Microsoft’s “solution,” such as it is, is to plug a headset into your Xbox controller and use that to give commands to Cortana. This is a very different experience to the ambient style found with Alexa or Google Home, and if Microsoft thinks that donning a headset just to get Netflix to pause or wake the Xbox up so that I can watch something while cooking dinner is a reasonable suggestion, I’ve got news: it ain’t.

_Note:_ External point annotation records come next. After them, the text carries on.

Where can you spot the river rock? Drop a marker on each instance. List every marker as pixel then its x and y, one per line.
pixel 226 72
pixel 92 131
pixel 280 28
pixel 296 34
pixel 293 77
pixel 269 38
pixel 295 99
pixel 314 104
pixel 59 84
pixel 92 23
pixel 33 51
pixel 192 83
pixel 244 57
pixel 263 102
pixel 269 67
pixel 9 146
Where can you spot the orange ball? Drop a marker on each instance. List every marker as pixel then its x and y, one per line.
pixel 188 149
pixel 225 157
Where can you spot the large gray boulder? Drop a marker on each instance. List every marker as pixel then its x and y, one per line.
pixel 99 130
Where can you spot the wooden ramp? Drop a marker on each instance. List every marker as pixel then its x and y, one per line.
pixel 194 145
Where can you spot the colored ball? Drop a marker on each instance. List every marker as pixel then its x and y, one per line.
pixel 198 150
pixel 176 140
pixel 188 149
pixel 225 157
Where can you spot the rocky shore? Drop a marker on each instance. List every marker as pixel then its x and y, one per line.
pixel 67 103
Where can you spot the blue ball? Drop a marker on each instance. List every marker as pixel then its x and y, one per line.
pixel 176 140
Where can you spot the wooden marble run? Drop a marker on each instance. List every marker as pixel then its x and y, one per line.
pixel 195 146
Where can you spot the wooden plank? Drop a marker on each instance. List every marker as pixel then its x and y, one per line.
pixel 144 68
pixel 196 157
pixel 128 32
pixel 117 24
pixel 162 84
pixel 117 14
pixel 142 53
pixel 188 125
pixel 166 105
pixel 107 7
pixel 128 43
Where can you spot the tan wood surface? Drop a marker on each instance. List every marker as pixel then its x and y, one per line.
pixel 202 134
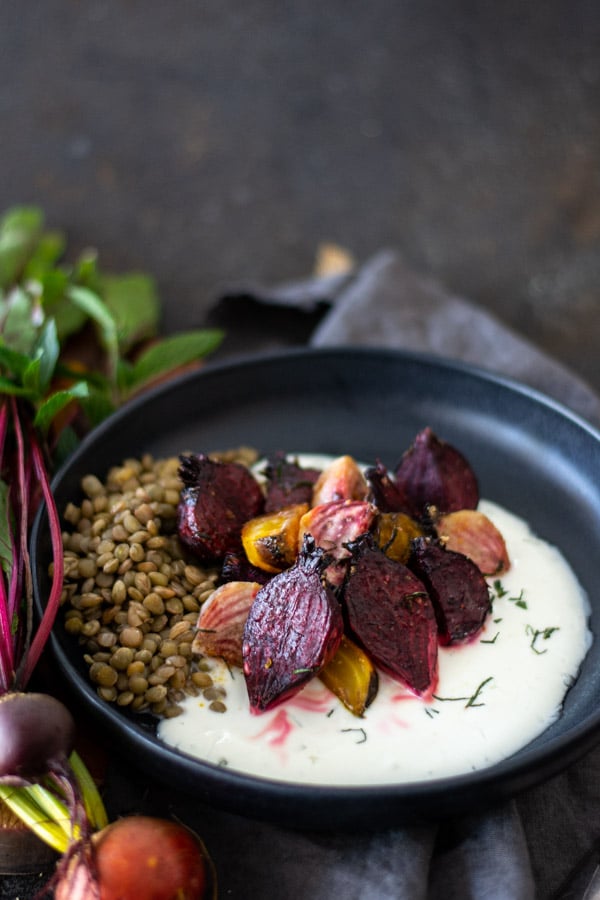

It makes for a very strange gap; while on the one hand the Windows, Bing, and Research divisions of Microsoft are investing heavily in Cortana and machine learning to build an ever-richer, more capable digital agent, the Xbox team has killed off what was arguably one of the most natural and convenient ways of actually using that agent. I could live without the cameras and motion input—my New York apartment isn’t big enough for that style of gaming anyway, so it has never been my priority—but for the life of me I can’t understand why the Xbox One S and Xbox One X do not include a built-in far-field array microphone so that they can continue to support voice commands from across the room, even without a Kinect attached.
The technology isn’t the only part of the Kinect that will stick around; so too will the conceptual difficulties. Voice controls remain frustratingly inflexible, and the success or failure of augmented and virtual reality will depend not only on developers producing compelling software to take advantage of the hardware but also on producing the metaphors and idioms to make this software feel familiar and predictable. Motion control is difficult, especially on the whole-body scale. Compared to our fingers, our bodies move slowly and imprecisely, and room-scale VR games especially need to be sensitive to this, just as Kinect titles did. We have better motion controllers today, but we still lack the ability to track individual finger movements.
The industry is investing heavily in AR and VR technology, but nobody can yet claim to have solved the human interaction side of things. There’s still every chance that the fate of VR, AR, and even voice controls could ultimately mirror that of the device that was in so many ways their precursor.